Pourquoi le mot “inclusion” ne suffit plus

Le 05/06/2025

L’inclusion… Un mot qu'on lit partout , qu’on colle sur les affiches, les circulaires, les plans d’action, dans les discours politique.. À l’école, au travail, dans les discours politiques. Le mot est beau.

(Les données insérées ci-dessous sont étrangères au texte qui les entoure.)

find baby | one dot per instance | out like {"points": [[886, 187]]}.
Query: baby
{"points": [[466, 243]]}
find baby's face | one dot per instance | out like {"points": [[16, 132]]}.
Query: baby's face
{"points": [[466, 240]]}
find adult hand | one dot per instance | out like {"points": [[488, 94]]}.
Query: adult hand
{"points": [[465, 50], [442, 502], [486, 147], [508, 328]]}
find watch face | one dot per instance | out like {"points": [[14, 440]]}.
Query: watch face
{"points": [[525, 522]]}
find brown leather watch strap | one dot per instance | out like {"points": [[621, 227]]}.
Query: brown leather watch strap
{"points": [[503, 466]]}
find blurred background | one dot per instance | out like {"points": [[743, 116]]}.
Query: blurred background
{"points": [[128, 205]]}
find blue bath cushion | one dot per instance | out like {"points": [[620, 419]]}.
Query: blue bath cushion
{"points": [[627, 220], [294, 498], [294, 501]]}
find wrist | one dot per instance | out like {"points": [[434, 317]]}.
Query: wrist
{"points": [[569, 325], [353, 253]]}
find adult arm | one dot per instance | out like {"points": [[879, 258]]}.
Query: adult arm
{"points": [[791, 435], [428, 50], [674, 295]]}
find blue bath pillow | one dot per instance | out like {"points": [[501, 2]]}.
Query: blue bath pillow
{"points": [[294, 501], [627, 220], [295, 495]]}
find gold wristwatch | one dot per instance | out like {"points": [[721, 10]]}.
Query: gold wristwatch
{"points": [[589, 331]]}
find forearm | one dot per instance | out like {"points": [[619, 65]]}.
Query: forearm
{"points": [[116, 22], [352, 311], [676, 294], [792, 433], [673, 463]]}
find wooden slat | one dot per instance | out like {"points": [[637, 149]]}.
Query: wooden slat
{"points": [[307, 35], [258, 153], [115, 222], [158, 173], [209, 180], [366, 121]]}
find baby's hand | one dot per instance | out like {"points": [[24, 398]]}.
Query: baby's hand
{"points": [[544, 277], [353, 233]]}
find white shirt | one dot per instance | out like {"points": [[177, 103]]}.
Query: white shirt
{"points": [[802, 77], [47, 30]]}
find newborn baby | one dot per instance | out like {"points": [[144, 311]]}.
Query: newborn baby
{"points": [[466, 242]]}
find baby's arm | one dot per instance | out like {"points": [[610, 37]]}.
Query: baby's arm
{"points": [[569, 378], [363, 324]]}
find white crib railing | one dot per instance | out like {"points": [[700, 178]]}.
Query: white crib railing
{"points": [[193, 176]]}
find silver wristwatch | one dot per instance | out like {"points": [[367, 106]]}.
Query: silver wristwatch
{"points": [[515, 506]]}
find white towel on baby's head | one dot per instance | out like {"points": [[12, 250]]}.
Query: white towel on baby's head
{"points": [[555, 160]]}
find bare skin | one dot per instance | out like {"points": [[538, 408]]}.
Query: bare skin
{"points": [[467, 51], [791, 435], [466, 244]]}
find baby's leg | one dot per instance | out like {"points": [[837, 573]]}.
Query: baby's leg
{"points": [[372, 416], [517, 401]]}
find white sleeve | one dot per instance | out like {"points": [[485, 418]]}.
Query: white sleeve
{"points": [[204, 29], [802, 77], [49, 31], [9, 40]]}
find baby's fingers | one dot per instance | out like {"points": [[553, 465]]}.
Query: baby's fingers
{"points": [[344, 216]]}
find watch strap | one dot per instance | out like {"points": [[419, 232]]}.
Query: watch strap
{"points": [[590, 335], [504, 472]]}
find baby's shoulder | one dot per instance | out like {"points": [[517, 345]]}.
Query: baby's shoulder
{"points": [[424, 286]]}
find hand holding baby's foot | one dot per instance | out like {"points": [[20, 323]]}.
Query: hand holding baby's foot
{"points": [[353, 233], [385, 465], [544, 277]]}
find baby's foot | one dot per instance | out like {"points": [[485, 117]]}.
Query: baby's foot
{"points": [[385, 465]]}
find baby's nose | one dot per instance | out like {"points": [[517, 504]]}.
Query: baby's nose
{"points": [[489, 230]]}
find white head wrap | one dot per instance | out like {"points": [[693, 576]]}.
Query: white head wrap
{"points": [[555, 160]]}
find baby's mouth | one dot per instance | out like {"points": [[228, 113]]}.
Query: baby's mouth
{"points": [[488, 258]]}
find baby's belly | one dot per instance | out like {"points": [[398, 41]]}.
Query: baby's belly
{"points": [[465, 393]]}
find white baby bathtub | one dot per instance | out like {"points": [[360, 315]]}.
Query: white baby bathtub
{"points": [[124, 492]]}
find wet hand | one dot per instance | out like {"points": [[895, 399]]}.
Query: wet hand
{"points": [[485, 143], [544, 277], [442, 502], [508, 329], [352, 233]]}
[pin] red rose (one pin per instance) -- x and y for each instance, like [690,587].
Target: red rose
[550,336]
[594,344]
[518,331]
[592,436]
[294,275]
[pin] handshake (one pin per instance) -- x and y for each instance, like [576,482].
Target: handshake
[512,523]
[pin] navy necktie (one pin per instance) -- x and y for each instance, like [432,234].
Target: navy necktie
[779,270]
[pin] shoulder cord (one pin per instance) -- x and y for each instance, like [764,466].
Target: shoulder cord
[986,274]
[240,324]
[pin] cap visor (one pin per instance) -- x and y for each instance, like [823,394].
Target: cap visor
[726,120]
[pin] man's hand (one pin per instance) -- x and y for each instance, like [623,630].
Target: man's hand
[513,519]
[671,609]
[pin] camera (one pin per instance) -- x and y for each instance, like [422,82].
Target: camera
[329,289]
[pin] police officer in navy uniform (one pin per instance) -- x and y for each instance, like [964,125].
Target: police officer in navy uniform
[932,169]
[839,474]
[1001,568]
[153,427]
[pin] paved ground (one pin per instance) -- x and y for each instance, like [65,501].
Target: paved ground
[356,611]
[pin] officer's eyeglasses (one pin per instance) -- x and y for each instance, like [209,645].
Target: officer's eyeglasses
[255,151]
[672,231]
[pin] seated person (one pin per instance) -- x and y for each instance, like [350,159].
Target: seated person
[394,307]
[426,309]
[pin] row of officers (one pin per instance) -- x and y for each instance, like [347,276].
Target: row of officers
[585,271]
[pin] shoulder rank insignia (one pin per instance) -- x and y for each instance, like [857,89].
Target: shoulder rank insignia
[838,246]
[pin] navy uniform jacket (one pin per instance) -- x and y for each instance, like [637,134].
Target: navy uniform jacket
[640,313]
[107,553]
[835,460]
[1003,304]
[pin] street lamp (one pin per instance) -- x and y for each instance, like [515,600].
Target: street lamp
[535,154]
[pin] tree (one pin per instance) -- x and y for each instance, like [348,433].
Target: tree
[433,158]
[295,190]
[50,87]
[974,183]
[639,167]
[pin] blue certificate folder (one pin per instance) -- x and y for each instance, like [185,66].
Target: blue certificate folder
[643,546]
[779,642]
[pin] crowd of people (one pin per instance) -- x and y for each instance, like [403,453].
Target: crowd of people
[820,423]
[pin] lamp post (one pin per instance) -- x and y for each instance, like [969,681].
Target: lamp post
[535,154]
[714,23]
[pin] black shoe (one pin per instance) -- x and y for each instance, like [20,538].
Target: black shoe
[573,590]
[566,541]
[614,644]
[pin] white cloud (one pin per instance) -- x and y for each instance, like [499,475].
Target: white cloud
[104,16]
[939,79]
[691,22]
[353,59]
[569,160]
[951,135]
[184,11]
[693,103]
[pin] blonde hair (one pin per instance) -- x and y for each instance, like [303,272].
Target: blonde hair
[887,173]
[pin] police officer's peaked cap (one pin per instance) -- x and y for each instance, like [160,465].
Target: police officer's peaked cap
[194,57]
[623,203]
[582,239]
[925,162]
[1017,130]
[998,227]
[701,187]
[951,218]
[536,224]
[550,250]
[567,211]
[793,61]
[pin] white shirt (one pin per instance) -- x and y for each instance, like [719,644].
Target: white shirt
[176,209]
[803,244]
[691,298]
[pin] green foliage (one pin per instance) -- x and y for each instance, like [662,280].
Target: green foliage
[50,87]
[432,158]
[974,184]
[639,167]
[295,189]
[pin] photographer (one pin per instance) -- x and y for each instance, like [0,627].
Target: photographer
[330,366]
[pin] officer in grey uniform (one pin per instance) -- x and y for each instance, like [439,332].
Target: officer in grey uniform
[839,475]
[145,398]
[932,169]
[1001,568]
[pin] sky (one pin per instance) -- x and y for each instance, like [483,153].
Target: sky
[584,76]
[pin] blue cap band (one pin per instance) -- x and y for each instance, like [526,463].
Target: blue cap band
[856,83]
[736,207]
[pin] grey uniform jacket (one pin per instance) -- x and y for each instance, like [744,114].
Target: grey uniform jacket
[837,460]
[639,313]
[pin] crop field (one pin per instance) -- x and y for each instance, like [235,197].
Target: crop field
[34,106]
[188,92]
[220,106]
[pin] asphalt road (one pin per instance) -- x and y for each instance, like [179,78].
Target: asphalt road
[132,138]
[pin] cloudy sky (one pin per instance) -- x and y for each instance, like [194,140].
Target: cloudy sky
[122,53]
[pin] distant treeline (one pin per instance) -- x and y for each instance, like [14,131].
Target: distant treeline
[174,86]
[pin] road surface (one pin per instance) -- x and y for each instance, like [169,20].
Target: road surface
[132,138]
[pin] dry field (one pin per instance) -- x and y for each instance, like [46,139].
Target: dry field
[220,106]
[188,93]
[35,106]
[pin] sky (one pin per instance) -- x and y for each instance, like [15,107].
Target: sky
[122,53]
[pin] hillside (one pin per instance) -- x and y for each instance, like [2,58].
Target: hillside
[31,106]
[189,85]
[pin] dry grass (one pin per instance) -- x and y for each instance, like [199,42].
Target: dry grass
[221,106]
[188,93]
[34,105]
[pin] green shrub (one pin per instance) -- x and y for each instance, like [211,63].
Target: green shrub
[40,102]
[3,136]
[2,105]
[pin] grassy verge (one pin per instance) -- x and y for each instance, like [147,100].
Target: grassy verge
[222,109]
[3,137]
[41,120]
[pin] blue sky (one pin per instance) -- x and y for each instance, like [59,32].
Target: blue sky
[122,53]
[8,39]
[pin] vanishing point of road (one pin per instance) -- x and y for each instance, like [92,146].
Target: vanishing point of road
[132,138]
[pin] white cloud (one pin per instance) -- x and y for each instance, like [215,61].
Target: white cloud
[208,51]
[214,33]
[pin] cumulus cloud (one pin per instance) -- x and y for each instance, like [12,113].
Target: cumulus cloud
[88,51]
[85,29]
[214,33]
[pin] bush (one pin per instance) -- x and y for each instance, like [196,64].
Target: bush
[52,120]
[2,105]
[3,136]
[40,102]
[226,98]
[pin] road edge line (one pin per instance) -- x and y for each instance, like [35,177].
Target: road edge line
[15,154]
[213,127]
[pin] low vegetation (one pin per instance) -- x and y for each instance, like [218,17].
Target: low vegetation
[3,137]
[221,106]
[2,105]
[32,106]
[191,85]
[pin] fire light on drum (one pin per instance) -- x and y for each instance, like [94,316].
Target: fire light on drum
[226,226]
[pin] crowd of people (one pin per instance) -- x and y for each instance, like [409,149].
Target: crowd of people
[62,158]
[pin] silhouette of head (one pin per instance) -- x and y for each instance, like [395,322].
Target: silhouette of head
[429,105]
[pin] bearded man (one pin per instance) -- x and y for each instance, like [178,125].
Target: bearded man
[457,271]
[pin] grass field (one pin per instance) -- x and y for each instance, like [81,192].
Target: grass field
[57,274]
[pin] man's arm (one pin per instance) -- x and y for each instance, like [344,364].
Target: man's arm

Il donne une impression d’ouverture, d’égalité, de progrès.

 

 

Et pourtant… pour beaucoup de familles concernées par l’autisme ou le handicap, l’inclusion reste un mot vide, collé sur des situations qui ne changent pas vraiment.

Quand on vit vraiment le parcours d’un enfant autiste à l’école, on comprend vite : ce mot ne suffit plus.

 

On parle d’inclusion...

Mais dans la réalité, beaucoup d’élèves sont juste présents physiquement, sans adaptation, sans compréhension, sans outils adaptés.Parfois, c’est juste un mot pour cocher une case.
Une poudre aux yeux pour faire croire qu’on agit.
L’enfant est là, mais il est invisible dans les apprentissages, dans les jeux, dans les projets de classe.
Ils sont là, dans la classe. Mais pas avec les autres.
Ils observent sans toujours comprendre. Ils sont parfois mis à l’écart, sans intention malveillante, mais parce qu’on ne sait pas faire autrement.

On parle de formation...

Mais la plupart des enseignants, AESH ou directeurs ne sont pas formés à l’autisme.
Ils font de leur mieux, mais comment accompagner un enfant dont on ne comprend ni le fonctionnement sensoriel, ni les besoins spécifiques ?

On parle de projets...

Mais beaucoup de familles galèrent encore à obtenir les heures d’AESH prévues, à faire appliquer les notifications MDPH, à avoir un vrai dialogue avec l’équipe éducative.
Parler, expliquer, répéter… encore et encore…
Et souvent, ressortir d’une réunion avec le cœur en miettes, parce qu’on a juste entendu les défauts de notre enfant, encore.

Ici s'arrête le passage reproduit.